Le nombre de combattants étrangers entrant en Irak et en Syrie pour rejoindre le groupe Etat islamique (EI) est en forte baisse depuis environ un an, a déclaré mardi le général américain Peter Gersten.

"Davantage de désertions". Selon lui, quand il est arrivé à Bagdad il y a un an, de 1.500 à 2.000 combattants étrangers rejoignaient les rangs de l'EI chaque mois. A présent, "nos estimations sont tombées à environ 200" par mois "et nous voyons davantage de désertions parmi ces combattants", a-t-il dit.

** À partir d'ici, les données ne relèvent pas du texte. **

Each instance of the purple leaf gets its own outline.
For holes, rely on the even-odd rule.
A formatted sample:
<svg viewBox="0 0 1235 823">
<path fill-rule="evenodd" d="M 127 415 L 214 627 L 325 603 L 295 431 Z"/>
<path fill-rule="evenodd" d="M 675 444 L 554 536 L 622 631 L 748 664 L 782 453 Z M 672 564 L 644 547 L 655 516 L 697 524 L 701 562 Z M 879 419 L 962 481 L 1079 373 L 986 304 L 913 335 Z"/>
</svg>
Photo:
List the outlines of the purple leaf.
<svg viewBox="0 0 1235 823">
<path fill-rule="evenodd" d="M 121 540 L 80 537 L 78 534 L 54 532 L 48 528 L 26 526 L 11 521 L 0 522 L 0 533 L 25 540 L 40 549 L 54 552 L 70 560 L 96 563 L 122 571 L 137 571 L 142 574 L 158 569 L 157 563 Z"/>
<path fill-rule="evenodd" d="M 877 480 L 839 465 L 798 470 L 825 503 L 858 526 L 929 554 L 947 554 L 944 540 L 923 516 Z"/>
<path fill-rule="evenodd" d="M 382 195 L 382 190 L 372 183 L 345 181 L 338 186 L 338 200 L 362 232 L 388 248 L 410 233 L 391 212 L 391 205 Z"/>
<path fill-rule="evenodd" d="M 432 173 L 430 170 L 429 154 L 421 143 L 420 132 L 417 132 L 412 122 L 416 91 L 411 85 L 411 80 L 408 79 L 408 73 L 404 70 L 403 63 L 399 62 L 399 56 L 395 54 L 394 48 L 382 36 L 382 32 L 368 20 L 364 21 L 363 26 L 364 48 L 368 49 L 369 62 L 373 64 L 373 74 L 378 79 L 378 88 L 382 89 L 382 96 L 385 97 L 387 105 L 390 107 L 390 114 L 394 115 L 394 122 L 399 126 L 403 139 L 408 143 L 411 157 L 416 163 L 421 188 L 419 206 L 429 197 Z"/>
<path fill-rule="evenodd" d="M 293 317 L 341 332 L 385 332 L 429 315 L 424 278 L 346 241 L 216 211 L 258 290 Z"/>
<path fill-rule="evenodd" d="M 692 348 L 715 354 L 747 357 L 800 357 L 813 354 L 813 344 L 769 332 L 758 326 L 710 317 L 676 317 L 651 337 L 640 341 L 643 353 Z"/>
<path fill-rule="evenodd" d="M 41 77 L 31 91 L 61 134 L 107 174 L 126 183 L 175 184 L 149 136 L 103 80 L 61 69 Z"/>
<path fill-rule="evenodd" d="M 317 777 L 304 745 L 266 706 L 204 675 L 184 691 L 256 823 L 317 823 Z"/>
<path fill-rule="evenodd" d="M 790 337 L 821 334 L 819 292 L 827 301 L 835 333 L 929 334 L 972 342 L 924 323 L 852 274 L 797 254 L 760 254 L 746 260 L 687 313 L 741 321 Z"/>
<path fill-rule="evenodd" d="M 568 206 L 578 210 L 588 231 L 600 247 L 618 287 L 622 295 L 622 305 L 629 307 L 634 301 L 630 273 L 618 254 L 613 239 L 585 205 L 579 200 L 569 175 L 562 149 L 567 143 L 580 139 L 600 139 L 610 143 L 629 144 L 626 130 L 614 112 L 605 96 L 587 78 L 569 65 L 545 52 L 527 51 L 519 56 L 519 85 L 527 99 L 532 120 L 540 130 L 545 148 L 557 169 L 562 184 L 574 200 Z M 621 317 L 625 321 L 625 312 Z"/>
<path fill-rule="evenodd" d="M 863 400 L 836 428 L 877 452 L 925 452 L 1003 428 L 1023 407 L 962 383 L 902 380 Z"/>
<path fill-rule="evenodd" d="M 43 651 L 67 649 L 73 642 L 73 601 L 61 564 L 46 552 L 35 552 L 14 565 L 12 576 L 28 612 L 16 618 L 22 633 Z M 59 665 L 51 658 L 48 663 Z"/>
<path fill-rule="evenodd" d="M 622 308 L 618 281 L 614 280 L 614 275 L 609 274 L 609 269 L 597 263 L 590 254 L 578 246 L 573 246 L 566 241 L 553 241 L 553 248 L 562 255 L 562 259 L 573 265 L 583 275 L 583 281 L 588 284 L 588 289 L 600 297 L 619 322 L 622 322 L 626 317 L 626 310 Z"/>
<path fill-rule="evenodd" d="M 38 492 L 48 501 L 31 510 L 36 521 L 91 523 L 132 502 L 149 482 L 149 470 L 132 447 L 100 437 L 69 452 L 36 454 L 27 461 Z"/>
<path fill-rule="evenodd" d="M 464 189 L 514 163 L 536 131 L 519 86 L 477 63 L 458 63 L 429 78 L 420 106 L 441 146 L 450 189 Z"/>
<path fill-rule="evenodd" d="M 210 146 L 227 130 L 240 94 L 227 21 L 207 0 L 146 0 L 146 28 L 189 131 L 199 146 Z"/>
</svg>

"Leur moral est cassé". Le général Gersten a attribué cette forte diminution avant tout au fait que la coalition internationale a frappé les caches d'argent liquide de l'EI : une vingtaine de raids de ce type ont été menés, qui ont permis de détruire environ 800 millions de dollars, autant de réserves en moins pour les djihadistes. "On assiste à un effritement de leur moral, on voit qu'ils ne peuvent plus payer, on voit qu'ils ne peuvent plus combattre", a souligné Peter Gersten. "On les voit essayer de quitter l'EI. De toutes les manières possibles leur moral est cassé".

Le général américain a toutefois refusé de fournir une estimation du nombre de combattants que compte le groupe EI actuellement. Washington avait estimé il y a quelques mois ce nombre à entre 20.000 et 31.500 combattants, mais le département d'Etat a affirmé il y a quelques jours que ce nombre était tombé au plus bas depuis qu'il a commencé à surveiller l'organisation en 2014. Outre les réserves d'argent de l'EI, la coalition internationale a également frappé les camions citernes et les puits de pétrole que détiennent les djihadistes, diminuant encore plus leurs ressources financières. Les Etats-Unis, à la tête de la coalition internationale, ont commencé à frapper le groupe EI en août 2014.